Ia juga mengaku bahwa belakangan ini terbawa perasaan serial Mohabbatein karena terpengaruh oleh efek musik, dialog yang sangat bagus, dan juga akting dari pemain aslinya.
"Di situ ceritanya anaknya hilang diduga meninggal. Kita harus bisa masuk ke karakternya dan akhirnya malah kebawa. Ketika dialognya keren banget ditambah musik dan mimik aktornya, udah deh (bisa sampai menangis)," lanjutnya.
Sudah 19 tahun menjalani profesi sebagai dubber pasti bukan tanpa alasan. Selain terlanjur jatuh cinta, dubbing adalah dunianya.

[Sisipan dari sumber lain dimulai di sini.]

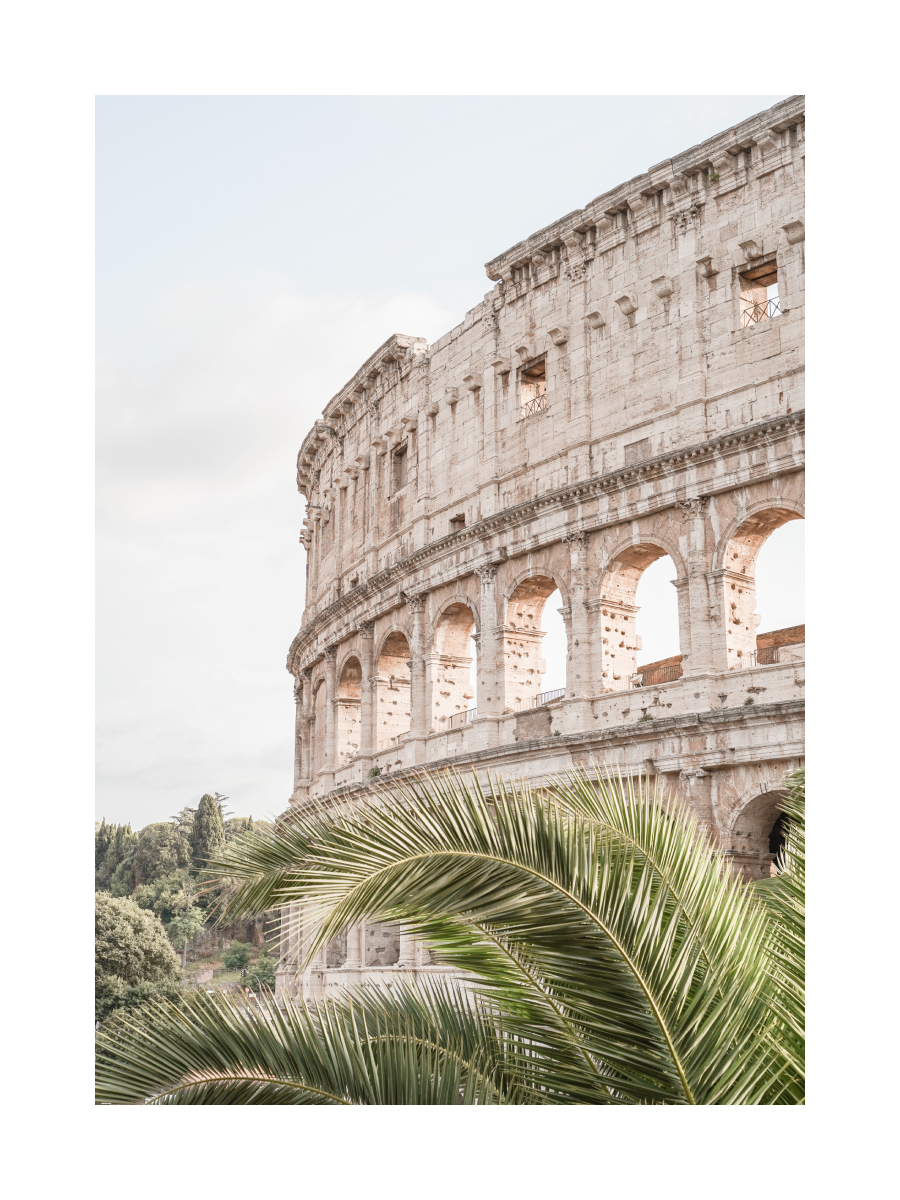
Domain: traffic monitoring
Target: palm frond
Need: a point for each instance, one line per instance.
(413, 1047)
(603, 931)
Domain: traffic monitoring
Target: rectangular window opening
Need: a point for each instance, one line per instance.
(759, 294)
(400, 468)
(533, 388)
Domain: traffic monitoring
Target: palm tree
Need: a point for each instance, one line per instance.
(611, 958)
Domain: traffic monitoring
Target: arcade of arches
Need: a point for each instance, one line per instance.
(412, 688)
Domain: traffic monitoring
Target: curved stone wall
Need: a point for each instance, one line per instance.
(625, 390)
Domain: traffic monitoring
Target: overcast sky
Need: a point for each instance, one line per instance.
(251, 253)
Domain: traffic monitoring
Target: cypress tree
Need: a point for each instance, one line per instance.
(208, 834)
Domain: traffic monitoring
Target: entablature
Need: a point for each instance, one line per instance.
(715, 166)
(387, 587)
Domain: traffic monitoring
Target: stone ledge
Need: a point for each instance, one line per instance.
(619, 735)
(652, 468)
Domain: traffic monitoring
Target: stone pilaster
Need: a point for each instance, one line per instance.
(419, 700)
(298, 732)
(490, 665)
(330, 717)
(367, 694)
(355, 947)
(577, 665)
(699, 660)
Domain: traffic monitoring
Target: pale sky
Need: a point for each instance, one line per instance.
(251, 255)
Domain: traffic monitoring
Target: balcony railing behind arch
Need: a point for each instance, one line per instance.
(757, 312)
(460, 719)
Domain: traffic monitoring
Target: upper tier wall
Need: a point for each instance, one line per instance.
(631, 309)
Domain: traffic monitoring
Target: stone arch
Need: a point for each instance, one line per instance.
(749, 828)
(393, 688)
(349, 708)
(522, 661)
(630, 555)
(319, 723)
(450, 688)
(736, 556)
(457, 598)
(617, 629)
(750, 529)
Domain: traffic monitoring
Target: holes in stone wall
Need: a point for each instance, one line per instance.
(393, 708)
(454, 672)
(525, 665)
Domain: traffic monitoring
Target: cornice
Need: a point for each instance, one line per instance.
(637, 732)
(637, 196)
(396, 579)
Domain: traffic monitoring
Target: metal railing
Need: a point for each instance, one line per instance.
(667, 673)
(537, 405)
(757, 312)
(762, 658)
(460, 719)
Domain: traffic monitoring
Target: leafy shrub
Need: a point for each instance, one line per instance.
(111, 994)
(238, 957)
(264, 970)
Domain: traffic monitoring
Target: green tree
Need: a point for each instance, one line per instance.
(208, 835)
(165, 897)
(131, 953)
(113, 852)
(183, 927)
(611, 960)
(161, 851)
(237, 957)
(263, 971)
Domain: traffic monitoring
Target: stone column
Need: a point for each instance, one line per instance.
(490, 673)
(408, 957)
(330, 717)
(355, 946)
(305, 727)
(419, 702)
(577, 664)
(298, 732)
(700, 659)
(367, 705)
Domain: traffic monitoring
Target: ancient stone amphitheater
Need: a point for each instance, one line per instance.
(631, 387)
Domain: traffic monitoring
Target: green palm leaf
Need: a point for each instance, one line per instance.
(616, 925)
(413, 1047)
(610, 959)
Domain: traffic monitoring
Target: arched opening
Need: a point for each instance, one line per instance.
(393, 690)
(659, 659)
(763, 570)
(640, 582)
(317, 733)
(555, 647)
(522, 645)
(453, 688)
(349, 705)
(757, 835)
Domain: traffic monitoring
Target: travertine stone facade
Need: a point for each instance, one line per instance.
(629, 388)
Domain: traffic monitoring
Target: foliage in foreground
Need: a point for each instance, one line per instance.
(610, 960)
(133, 958)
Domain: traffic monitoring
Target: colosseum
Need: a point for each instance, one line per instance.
(630, 388)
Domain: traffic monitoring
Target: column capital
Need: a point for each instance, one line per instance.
(415, 600)
(694, 505)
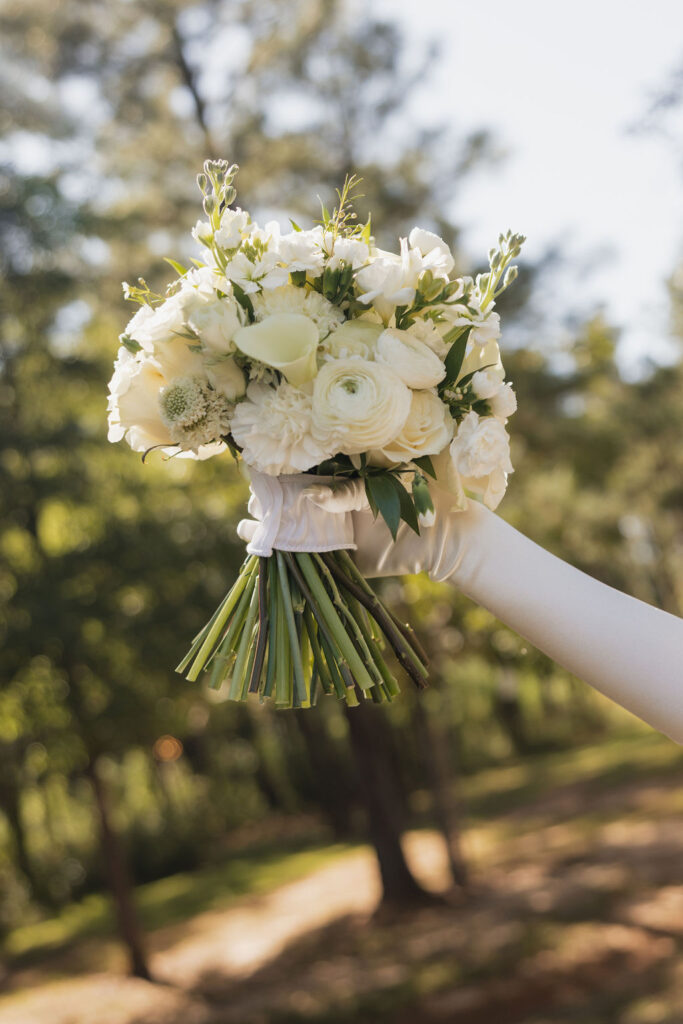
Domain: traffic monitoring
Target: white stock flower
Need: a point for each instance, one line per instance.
(437, 255)
(285, 341)
(480, 454)
(233, 224)
(410, 358)
(426, 431)
(360, 404)
(290, 299)
(356, 337)
(302, 251)
(353, 252)
(273, 427)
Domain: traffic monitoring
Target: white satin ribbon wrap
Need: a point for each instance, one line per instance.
(300, 512)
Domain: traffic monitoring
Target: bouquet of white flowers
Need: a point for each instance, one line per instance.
(342, 376)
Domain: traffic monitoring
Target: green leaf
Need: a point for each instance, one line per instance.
(382, 492)
(178, 267)
(456, 357)
(408, 509)
(425, 463)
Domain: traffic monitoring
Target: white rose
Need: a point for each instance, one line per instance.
(356, 337)
(273, 427)
(360, 404)
(216, 323)
(438, 256)
(427, 430)
(301, 251)
(410, 358)
(480, 453)
(285, 341)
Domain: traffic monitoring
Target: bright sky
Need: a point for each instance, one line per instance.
(559, 85)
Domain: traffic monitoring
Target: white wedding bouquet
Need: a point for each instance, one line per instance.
(341, 376)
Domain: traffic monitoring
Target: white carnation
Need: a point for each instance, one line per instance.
(361, 404)
(273, 427)
(410, 358)
(480, 454)
(302, 251)
(305, 301)
(426, 431)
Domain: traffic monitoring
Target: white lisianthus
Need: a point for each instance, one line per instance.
(360, 404)
(285, 341)
(410, 358)
(437, 255)
(426, 331)
(166, 398)
(290, 299)
(389, 281)
(273, 427)
(226, 377)
(480, 453)
(353, 252)
(301, 251)
(233, 224)
(151, 325)
(427, 430)
(215, 323)
(356, 337)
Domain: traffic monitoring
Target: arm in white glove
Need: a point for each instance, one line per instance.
(625, 648)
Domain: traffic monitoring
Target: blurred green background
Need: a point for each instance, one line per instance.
(519, 834)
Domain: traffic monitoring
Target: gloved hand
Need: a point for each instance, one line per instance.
(630, 650)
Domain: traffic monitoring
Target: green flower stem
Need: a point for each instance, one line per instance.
(272, 630)
(225, 651)
(404, 629)
(357, 637)
(390, 684)
(295, 650)
(283, 660)
(243, 650)
(340, 635)
(407, 656)
(224, 613)
(259, 655)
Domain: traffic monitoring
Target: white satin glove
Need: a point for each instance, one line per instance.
(627, 649)
(300, 512)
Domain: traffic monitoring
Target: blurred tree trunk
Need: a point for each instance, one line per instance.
(380, 794)
(328, 776)
(119, 880)
(434, 756)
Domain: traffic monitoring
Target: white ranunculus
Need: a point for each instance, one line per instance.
(215, 323)
(290, 299)
(438, 257)
(410, 358)
(480, 453)
(360, 404)
(233, 223)
(302, 251)
(356, 337)
(226, 377)
(273, 427)
(285, 341)
(427, 430)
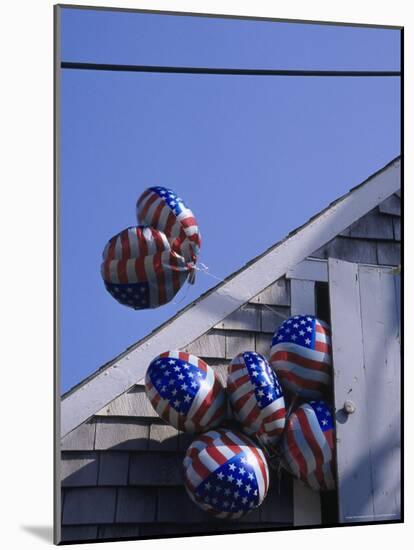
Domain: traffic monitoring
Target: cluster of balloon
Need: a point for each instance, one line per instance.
(185, 391)
(308, 445)
(144, 266)
(256, 397)
(225, 473)
(161, 208)
(301, 356)
(225, 469)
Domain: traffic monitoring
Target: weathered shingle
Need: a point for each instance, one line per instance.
(245, 318)
(81, 438)
(136, 505)
(392, 205)
(273, 317)
(212, 344)
(156, 469)
(389, 253)
(121, 434)
(119, 531)
(79, 469)
(131, 403)
(163, 437)
(90, 505)
(372, 226)
(397, 229)
(351, 250)
(278, 504)
(175, 506)
(263, 344)
(113, 468)
(238, 342)
(78, 533)
(277, 294)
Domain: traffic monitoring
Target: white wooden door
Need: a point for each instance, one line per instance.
(365, 306)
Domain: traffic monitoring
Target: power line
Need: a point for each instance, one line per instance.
(219, 71)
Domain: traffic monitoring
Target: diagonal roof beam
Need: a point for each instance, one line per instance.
(238, 289)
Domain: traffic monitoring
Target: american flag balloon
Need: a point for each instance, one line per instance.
(301, 356)
(185, 391)
(308, 445)
(256, 397)
(225, 473)
(140, 270)
(164, 210)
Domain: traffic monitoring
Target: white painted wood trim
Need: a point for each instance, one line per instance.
(366, 361)
(207, 312)
(306, 502)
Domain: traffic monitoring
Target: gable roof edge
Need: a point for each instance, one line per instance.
(222, 300)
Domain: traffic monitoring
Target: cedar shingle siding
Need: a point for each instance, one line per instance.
(121, 470)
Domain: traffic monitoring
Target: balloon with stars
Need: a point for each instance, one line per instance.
(140, 270)
(301, 356)
(256, 397)
(164, 210)
(308, 445)
(225, 473)
(185, 391)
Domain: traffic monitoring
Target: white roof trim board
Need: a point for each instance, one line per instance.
(230, 295)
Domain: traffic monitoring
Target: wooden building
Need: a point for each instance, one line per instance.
(121, 465)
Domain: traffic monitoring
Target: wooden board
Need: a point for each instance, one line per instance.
(366, 370)
(277, 294)
(306, 503)
(129, 368)
(392, 205)
(212, 344)
(309, 270)
(380, 328)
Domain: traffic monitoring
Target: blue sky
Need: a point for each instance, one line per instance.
(253, 157)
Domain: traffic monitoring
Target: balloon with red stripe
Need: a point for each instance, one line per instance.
(301, 356)
(225, 473)
(185, 392)
(308, 445)
(140, 270)
(256, 397)
(164, 210)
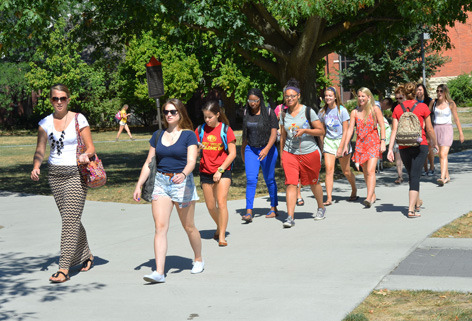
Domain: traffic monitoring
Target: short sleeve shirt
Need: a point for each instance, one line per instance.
(213, 153)
(253, 133)
(299, 145)
(173, 158)
(68, 155)
(333, 120)
(421, 110)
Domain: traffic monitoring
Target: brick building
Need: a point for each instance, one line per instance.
(460, 54)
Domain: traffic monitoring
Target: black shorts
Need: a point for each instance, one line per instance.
(208, 178)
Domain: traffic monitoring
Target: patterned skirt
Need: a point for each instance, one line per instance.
(69, 190)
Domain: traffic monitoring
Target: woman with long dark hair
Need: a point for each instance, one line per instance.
(422, 96)
(218, 145)
(258, 149)
(176, 151)
(413, 157)
(444, 109)
(301, 156)
(67, 185)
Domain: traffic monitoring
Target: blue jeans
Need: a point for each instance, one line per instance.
(251, 157)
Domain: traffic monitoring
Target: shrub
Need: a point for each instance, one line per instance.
(460, 89)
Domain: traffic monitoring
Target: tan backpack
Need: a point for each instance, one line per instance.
(409, 132)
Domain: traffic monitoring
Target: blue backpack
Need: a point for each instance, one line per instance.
(224, 130)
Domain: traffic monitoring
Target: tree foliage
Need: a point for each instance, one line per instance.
(394, 62)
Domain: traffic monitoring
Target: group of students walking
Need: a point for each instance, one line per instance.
(304, 137)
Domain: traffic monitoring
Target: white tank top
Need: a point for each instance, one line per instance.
(65, 153)
(443, 116)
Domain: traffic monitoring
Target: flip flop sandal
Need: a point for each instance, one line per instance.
(247, 218)
(85, 265)
(413, 214)
(56, 275)
(271, 214)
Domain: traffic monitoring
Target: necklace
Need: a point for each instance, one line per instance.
(58, 144)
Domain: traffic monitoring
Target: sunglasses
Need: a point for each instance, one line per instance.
(173, 112)
(58, 99)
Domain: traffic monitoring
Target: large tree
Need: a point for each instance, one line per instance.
(286, 38)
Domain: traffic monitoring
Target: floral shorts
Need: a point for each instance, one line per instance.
(182, 193)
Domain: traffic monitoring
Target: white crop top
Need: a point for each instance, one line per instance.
(443, 116)
(63, 145)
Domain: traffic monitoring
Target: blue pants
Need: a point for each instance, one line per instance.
(252, 162)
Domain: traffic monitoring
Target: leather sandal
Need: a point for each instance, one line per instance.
(271, 214)
(247, 218)
(56, 275)
(85, 266)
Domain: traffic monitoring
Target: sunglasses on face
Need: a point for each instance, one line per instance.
(173, 112)
(58, 99)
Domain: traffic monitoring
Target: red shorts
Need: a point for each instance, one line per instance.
(304, 167)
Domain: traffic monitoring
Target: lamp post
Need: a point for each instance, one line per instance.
(424, 36)
(155, 84)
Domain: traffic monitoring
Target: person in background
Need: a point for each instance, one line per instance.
(413, 156)
(335, 118)
(369, 148)
(124, 123)
(423, 97)
(67, 185)
(216, 165)
(301, 156)
(399, 97)
(258, 149)
(175, 149)
(444, 108)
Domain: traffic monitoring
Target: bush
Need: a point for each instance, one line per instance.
(460, 89)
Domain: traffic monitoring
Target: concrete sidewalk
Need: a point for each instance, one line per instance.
(317, 270)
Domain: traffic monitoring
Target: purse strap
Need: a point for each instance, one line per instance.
(80, 141)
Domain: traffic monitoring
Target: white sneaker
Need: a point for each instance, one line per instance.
(154, 277)
(198, 267)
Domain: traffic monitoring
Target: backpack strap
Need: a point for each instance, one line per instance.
(403, 107)
(224, 138)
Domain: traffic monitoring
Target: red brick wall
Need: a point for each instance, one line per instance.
(461, 54)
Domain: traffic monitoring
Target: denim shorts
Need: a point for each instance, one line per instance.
(182, 193)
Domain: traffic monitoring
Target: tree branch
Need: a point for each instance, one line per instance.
(289, 36)
(259, 22)
(263, 63)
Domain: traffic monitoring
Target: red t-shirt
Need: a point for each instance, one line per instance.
(421, 110)
(213, 154)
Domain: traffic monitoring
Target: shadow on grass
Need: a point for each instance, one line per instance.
(17, 281)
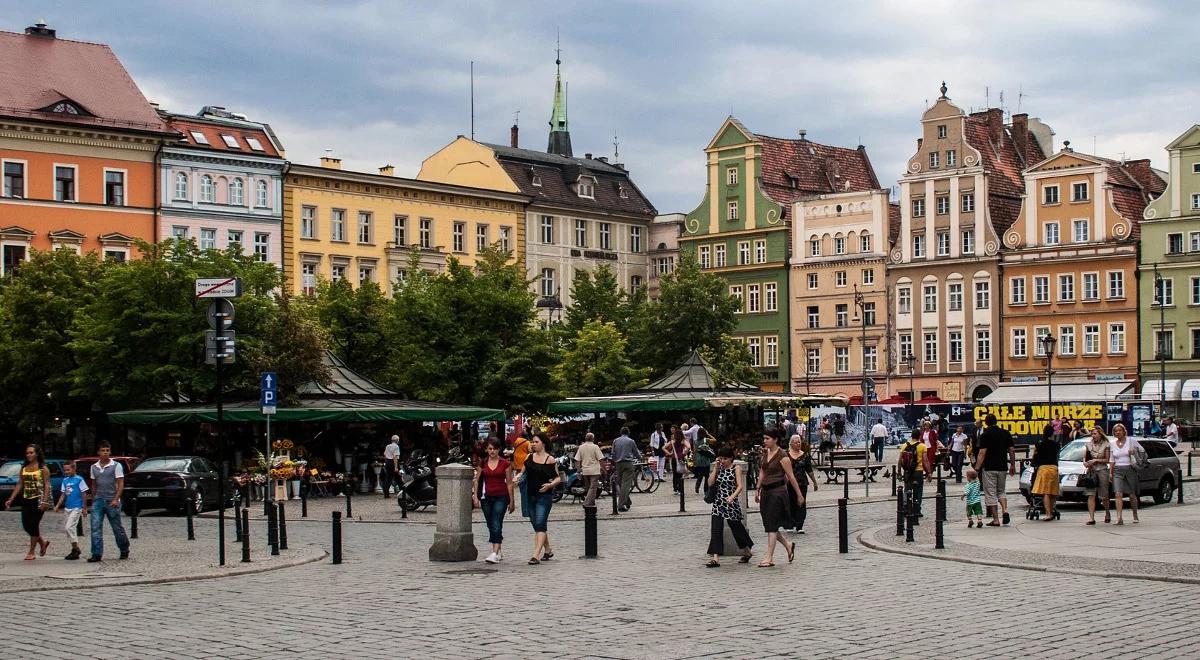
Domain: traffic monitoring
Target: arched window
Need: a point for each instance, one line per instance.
(208, 191)
(180, 185)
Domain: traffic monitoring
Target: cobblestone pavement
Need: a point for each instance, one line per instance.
(647, 597)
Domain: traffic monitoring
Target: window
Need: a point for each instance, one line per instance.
(1080, 231)
(930, 347)
(13, 179)
(983, 346)
(930, 297)
(114, 189)
(983, 295)
(64, 184)
(954, 346)
(1019, 343)
(1041, 288)
(262, 246)
(457, 238)
(400, 231)
(1116, 283)
(813, 360)
(426, 233)
(581, 233)
(1017, 291)
(943, 244)
(1091, 340)
(1116, 337)
(337, 225)
(1051, 233)
(1067, 340)
(1066, 288)
(365, 233)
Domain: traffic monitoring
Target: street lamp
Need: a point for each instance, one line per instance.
(1048, 342)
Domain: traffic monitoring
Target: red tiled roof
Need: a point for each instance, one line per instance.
(40, 71)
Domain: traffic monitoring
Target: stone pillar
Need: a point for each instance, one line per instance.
(453, 539)
(731, 546)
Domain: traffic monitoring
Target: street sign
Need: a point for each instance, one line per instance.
(217, 287)
(269, 393)
(220, 315)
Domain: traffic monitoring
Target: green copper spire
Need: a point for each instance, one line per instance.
(559, 137)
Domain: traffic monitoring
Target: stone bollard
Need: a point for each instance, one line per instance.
(453, 539)
(731, 546)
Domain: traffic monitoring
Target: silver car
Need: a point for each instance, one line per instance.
(1158, 480)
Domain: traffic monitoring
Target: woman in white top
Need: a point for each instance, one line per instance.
(1125, 473)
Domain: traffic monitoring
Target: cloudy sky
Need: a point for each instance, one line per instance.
(387, 82)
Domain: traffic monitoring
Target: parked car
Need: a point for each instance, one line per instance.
(10, 477)
(1157, 480)
(174, 483)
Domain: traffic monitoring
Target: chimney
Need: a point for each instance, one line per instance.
(40, 30)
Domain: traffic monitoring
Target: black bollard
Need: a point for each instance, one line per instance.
(245, 535)
(843, 528)
(337, 537)
(283, 528)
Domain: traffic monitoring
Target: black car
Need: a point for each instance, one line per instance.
(174, 483)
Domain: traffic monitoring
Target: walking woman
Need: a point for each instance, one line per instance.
(799, 453)
(35, 498)
(492, 492)
(540, 477)
(1125, 471)
(774, 478)
(726, 509)
(1097, 456)
(1045, 466)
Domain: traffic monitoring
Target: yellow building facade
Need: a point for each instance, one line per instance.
(341, 225)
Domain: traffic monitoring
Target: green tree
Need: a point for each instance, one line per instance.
(598, 364)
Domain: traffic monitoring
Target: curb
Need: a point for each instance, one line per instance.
(213, 575)
(881, 547)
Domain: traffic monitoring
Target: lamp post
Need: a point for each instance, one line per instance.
(1048, 343)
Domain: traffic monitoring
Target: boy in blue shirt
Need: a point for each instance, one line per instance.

"Awalnya hanya untuk kegiatan tambahan dan ekstra uang untuk jajan aja. Tapi seiring waktu dan kegigihan akhirnya mindset saya berubah. Kini jadi profesi, dubber adalah segalanya," kata Mahin yang berhasil hidup mandiri sejak kuliah hingga kini beranak istri.
***
Kuswayanti Woro Dewi
Jika Anda pecinta drama Turki yang sempat ngetren di Indonesia pada tahun 2016 lalu, Anda mungkin tak asing lagi jika mendengar suara wanita yang satu ini. Sapaan akrabnya tak sepanjang nama aslinya. Dia Way, pengisi suara wanita dari drama Turki terkenal Efsun dan Bahar. Ya, Way adalah sosok di balik karakter Efsun yang cerewet dan nakal itu.
Tapi tak hanya itu saja, Way saat ini aktif menjadi pengisi suara serial animasi India yang sedang digandrungi anak-anak, Shiva judulnya. Ia berperan sebagai Shiva yang merupakan remaja tanggung laki-laki. Suara Way rupanya bukan cuma pas untuk peran antagonis dan anak kecil saja, ia juga sering melakoni karakter nenek, seperti pada serial India fenomenal, Uttaran. Menjadi protagonis pun pernah, saat Way didapuk sebagai pengisi suara Anjali di film Kuch Kuch Hota Hai, Jang Geum di Drama Korea Jewel in the Palace, dan masih banyak lagi peran lainnya.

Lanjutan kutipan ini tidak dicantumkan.